Engineering at N26

Someone messaged me on LinkedIn while I was at N26. They wanted to apply but assumed the backend was mostly Java — verbose, legacy, not where they wanted to go. When I told them the reality was Kotlin microservices on Kubernetes, they changed their mind entirely.

That gap between outside perception and inside reality is why I wrote this. N26 had published a stack overview in 2018; by 2022 the picture had changed a lot. I had spent nearly three years inside it. This is the tour I wish I’d had on day one.

Snapshot in time

Written in September 2022, during my time at N26. Numbers, tooling, and migration percentages evolve — banks don’t stand still. For what came later on financial crime and stream processing, see Rebuilding Fraud Prevention from Scratch in Six Months.

The shape of the system

N26 is a licensed EU neobank. That sentence matters more than any framework choice: regulatory constraints, audit trails, and incident response aren’t afterthoughts — they’re load-bearing walls in the architecture.
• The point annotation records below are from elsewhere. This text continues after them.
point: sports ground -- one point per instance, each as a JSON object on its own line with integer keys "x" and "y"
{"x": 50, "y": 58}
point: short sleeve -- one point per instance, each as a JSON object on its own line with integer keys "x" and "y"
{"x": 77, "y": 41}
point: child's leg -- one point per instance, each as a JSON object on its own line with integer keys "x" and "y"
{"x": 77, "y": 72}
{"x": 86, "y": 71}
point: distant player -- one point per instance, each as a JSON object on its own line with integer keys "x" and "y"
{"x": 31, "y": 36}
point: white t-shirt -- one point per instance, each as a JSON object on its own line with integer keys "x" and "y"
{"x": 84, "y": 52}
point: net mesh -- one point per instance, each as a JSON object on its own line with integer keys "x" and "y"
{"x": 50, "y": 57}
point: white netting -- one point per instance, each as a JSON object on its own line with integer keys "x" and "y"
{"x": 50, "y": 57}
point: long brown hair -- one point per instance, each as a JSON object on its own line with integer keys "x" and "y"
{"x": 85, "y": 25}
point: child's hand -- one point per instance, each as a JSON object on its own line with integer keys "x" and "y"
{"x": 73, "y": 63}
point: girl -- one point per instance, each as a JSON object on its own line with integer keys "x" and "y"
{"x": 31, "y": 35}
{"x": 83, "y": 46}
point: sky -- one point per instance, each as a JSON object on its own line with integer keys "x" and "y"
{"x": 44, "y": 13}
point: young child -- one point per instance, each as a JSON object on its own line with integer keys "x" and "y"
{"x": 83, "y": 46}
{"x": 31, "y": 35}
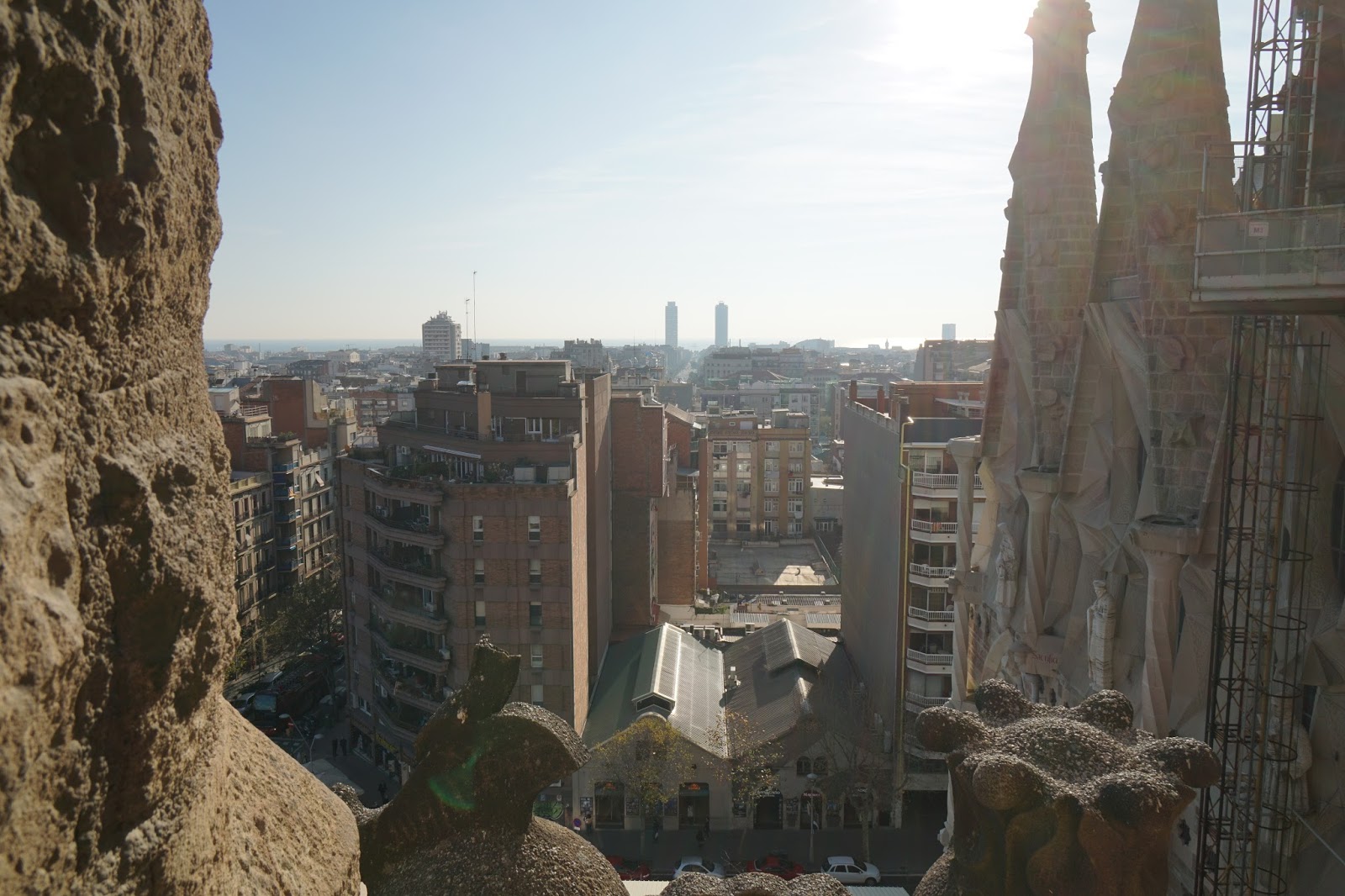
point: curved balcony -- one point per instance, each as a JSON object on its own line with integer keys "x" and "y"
{"x": 931, "y": 619}
{"x": 414, "y": 533}
{"x": 408, "y": 613}
{"x": 410, "y": 572}
{"x": 427, "y": 658}
{"x": 931, "y": 576}
{"x": 919, "y": 703}
{"x": 920, "y": 661}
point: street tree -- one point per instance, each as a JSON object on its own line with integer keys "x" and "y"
{"x": 651, "y": 759}
{"x": 753, "y": 761}
{"x": 842, "y": 719}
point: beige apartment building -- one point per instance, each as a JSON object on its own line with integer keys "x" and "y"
{"x": 759, "y": 472}
{"x": 472, "y": 519}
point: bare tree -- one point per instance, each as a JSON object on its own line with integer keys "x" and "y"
{"x": 844, "y": 720}
{"x": 651, "y": 759}
{"x": 753, "y": 762}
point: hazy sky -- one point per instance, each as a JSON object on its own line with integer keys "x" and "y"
{"x": 831, "y": 170}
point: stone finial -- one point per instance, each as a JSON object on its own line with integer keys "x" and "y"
{"x": 463, "y": 822}
{"x": 1059, "y": 801}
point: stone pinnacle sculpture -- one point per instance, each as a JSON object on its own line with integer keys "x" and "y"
{"x": 463, "y": 824}
{"x": 1059, "y": 801}
{"x": 123, "y": 767}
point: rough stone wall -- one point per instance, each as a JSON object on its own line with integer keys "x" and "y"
{"x": 123, "y": 767}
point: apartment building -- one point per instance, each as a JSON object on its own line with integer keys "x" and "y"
{"x": 441, "y": 340}
{"x": 759, "y": 472}
{"x": 900, "y": 549}
{"x": 474, "y": 519}
{"x": 255, "y": 546}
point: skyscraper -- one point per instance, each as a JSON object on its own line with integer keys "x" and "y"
{"x": 670, "y": 324}
{"x": 441, "y": 340}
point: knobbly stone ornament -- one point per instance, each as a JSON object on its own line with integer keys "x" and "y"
{"x": 463, "y": 824}
{"x": 1059, "y": 801}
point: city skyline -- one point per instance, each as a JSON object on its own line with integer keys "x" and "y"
{"x": 609, "y": 159}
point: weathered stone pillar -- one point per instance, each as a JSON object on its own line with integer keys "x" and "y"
{"x": 1167, "y": 544}
{"x": 1039, "y": 486}
{"x": 966, "y": 454}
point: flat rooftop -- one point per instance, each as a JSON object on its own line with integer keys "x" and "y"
{"x": 768, "y": 566}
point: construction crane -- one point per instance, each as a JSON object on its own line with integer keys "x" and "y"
{"x": 1261, "y": 264}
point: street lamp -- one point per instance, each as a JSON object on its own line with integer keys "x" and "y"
{"x": 813, "y": 813}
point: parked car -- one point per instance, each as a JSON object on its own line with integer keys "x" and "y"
{"x": 847, "y": 871}
{"x": 696, "y": 864}
{"x": 630, "y": 868}
{"x": 778, "y": 864}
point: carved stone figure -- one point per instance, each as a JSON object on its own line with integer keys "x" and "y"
{"x": 1102, "y": 630}
{"x": 1059, "y": 801}
{"x": 1006, "y": 572}
{"x": 463, "y": 822}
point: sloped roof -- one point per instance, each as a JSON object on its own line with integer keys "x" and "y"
{"x": 778, "y": 669}
{"x": 663, "y": 670}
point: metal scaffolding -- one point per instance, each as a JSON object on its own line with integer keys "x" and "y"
{"x": 1247, "y": 831}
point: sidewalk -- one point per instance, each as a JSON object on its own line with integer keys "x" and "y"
{"x": 360, "y": 770}
{"x": 900, "y": 853}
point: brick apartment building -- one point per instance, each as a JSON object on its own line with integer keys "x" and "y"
{"x": 759, "y": 472}
{"x": 657, "y": 548}
{"x": 475, "y": 519}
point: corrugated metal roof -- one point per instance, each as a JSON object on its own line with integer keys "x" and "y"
{"x": 676, "y": 667}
At a high level, here’s what we were running:

Stack at a glance (2022)

Product surface

Mobile apps and web, backed by API gateways and BFF-style services. Customer-facing latency is the metric everyone feels.

RESTmobileAPI gateway

Microservices

Roughly 230 services, heavily JVM/Kotlin, communicating over HTTP and increasingly over events. The default unit of ownership.

KotlinJavaPythonTypeScript

Event layer

Async backbone for decoupling — SQS and Kinesis where they fit, Apache Kafka where we needed scale, resilience, and replay.

KafkaKinesisSQS

Data

100+ PostgreSQL instances, standardized provisioning, compliance baked into how databases get created.

PostgreSQLIaCML pipelines

Platform

Kubernetes everywhere, GitHub Actions + Argo CD for delivery, Datadog + ELK (moving to OpenSearch) for observability.

KubernetesArgo CDDatadog

9k+

Containers under management

~230

Microservices in the distributed stack

3 TB

Daily inter-service traffic (10 TB at peak)

100+

PostgreSQL databases, provisioned via PR

Everything lives in the cloud. At this scale, “we’ll fix the deploy later” is a business risk, not a backlog item.

Containers everywhere

When I say everything lives in the cloud, I mean it literally — including the orchestration layers we outgrew.

We ran over 9,000 containers. For a long time that meant Nomad plus a home-grown orchestration layer on SpotInst. It worked until it didn’t. Pipelines built on the old setup had grown to ~1.5 hours end to end — E2E tests, security gates, quality checks, monitoring hooks. Continuous deployment to production since 2017 only helps if the pipe stays fast enough to use.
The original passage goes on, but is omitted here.